Vendredi 22 novembre 2019

Archéologie

Les menhirs de Stonehenge auraient été extraits à proximité du site

Par Alexandra Houël · lejournaldesarts.fr

Le 27 novembre 2013 - 492 mots

AMESBURY (ROYAUME-UNI) [27.11.13] – Des chercheurs britanniques sont sur le point de publier les résultats de leurs travaux sur Stonehenge, qui démontreraient que des générations d’archéologues se sont fourvoyés sur l’origine des menhirs de pierres bleues qu’on croit depuis près d’un siècle provenir d’une région éloignée de plus de 250 km du site. Ils auraient été en réalité extraits d’un site localisé à 1,6 km de Stonehenge.

C’est l’une des plus grandes interrogations relatives à Stonehenge qui aurait trouvé réponse avec l’annonce des résultats des recherches menées par une équipe de scientifiques britanniques, rapporte The Guardian. Selon ces travaux, les menhirs de pierre bleue qui font la notoriété du site et qui en ont forgé en partie le mystère auraient été tout simplement prélevés d’un site à moins de 2 km de l’endroit où ils sont érigés.

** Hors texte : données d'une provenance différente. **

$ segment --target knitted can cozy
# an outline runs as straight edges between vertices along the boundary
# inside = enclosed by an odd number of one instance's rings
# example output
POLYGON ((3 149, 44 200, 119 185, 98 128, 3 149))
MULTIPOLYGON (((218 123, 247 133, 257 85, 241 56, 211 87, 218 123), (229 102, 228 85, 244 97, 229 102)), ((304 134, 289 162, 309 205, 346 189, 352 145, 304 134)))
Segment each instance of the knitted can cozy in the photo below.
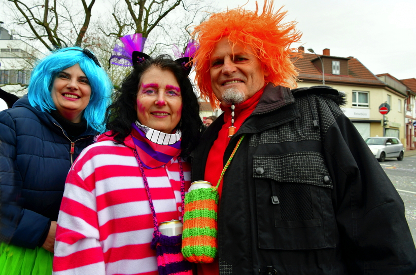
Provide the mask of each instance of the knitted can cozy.
POLYGON ((217 256, 218 198, 215 187, 196 189, 185 195, 182 254, 190 262, 209 263, 217 256))
POLYGON ((192 264, 181 253, 182 236, 166 236, 158 231, 153 235, 151 248, 156 251, 159 275, 191 275, 192 264))

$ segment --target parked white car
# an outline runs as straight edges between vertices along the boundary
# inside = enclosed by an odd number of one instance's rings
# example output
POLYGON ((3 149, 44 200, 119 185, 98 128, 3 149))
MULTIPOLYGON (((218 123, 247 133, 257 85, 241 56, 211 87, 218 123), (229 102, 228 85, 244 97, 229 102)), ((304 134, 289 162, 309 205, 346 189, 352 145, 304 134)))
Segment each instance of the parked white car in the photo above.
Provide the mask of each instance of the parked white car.
POLYGON ((365 140, 374 156, 380 162, 384 162, 386 158, 397 158, 398 161, 402 161, 404 155, 403 144, 399 139, 394 137, 369 137, 365 140))

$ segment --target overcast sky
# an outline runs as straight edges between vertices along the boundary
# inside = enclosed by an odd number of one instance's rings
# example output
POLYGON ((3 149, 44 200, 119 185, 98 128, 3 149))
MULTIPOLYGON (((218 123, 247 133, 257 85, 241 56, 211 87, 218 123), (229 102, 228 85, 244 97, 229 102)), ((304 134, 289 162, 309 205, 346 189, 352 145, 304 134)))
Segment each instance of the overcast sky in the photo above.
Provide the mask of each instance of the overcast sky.
MULTIPOLYGON (((255 8, 255 0, 213 1, 221 11, 227 6, 232 9, 247 2, 246 9, 255 8)), ((260 8, 263 3, 259 0, 260 8)), ((286 21, 297 21, 303 33, 301 43, 294 48, 311 48, 320 54, 327 48, 331 55, 357 58, 374 74, 416 78, 416 1, 274 1, 275 10, 282 6, 288 11, 286 21)))
MULTIPOLYGON (((214 1, 221 11, 247 2, 214 1)), ((263 1, 258 2, 262 8, 263 1)), ((254 10, 255 3, 249 0, 245 7, 254 10)), ((416 78, 416 1, 274 1, 275 10, 282 6, 286 21, 297 21, 303 33, 295 48, 311 48, 319 54, 328 48, 332 56, 358 59, 374 74, 416 78)))

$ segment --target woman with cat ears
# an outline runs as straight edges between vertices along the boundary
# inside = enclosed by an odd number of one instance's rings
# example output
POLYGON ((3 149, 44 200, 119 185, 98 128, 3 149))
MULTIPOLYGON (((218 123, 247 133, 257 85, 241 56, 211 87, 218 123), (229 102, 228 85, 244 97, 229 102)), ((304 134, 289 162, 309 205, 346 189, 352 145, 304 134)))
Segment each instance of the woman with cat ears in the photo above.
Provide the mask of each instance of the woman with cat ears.
MULTIPOLYGON (((132 71, 106 113, 106 133, 74 163, 65 184, 54 271, 59 274, 192 274, 181 236, 161 222, 183 216, 190 167, 184 159, 203 127, 187 56, 142 52, 140 34, 121 38, 110 59, 132 71)), ((175 222, 180 223, 181 221, 175 222)))

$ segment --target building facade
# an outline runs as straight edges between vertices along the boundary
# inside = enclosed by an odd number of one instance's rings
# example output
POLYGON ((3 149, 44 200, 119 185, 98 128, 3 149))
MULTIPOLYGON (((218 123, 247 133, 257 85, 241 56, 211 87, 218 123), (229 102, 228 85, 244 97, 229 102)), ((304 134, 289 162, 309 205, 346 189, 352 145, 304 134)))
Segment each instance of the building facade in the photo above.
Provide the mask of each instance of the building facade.
POLYGON ((298 87, 322 85, 324 78, 325 85, 345 93, 347 103, 343 110, 364 139, 394 136, 405 143, 405 86, 400 82, 388 83, 380 80, 353 57, 332 56, 328 49, 322 55, 306 53, 303 47, 299 52, 301 58, 294 60, 299 72, 298 87), (385 103, 390 105, 384 117, 387 123, 379 112, 380 105, 385 103))
POLYGON ((27 43, 13 39, 0 27, 0 87, 21 97, 27 93, 30 73, 36 60, 46 56, 27 43))
MULTIPOLYGON (((416 149, 416 78, 401 80, 400 82, 407 88, 407 99, 405 112, 406 149, 416 149)), ((404 143, 403 143, 404 144, 404 143)))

Il était acquis depuis 1923, grâce aux travaux du géologue Herbert Henry Thomas, que les menhirs de pierre bleus qui formaient un double cercle concentrique au cœur du site avaient été extraits de Carn Menyn dans le Pembrokeshire. La distance séparant Stonehenge du site supposé de prélèvement étant supérieure à 250 km, la question de savoir comment ces menhirs (de 2 à 4 tonnes) avaient pu être transportés avait donné du fil à retordre à la communauté scientifique, et avait contribué à alimenter le mythe de Stonehenge.

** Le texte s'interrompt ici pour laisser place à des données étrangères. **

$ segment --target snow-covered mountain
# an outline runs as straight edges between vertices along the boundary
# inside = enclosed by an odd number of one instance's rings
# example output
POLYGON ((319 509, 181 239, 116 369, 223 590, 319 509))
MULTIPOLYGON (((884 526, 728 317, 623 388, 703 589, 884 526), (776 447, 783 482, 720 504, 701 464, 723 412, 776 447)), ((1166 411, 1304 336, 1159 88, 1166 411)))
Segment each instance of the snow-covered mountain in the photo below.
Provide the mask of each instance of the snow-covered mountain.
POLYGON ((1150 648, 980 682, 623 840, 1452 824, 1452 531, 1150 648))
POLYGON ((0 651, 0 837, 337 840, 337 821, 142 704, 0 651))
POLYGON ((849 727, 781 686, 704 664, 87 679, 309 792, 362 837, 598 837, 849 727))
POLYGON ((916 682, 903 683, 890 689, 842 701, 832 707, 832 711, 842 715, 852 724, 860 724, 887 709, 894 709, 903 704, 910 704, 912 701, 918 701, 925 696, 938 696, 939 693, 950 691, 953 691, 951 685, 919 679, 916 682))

Diverses hypothèses avaient été avancées pour expliquer ce mystère : les rocs auraient pu être charriés naturellement pendant une période de glaciation, des montagnes Preseli jusque dans le Wiltshire, ou bien ils auraient pu être déplacés par les hommes par voie maritime ou fluviale.

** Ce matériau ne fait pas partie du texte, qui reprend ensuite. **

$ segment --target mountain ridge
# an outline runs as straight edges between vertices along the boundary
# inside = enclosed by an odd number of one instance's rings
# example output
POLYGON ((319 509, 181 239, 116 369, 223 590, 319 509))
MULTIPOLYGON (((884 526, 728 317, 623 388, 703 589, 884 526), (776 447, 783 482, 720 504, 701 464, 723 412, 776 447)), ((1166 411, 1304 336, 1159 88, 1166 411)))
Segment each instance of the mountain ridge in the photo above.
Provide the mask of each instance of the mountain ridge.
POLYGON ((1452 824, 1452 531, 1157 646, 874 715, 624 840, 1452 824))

L’équipe de recherche, composée du Docteur Richard Bevins du Musée national du Pays de Galle, du Docteur Rob Ixer de l’Institut d’Archéologie de University College London, et du Professeur Nick Pearce d’Aberystwyth University, simplifie aujourd’hui drastiquement l’explication. Elle affirme, grâce aux tests géochimiques menés, que ces menhirs ont été prélevés à Carn Goedog, à seulement 1,6 km de l’endroit où ils ont été érigés. Ils publieront leurs observations et résultats dans The Journal of Archaeological Science.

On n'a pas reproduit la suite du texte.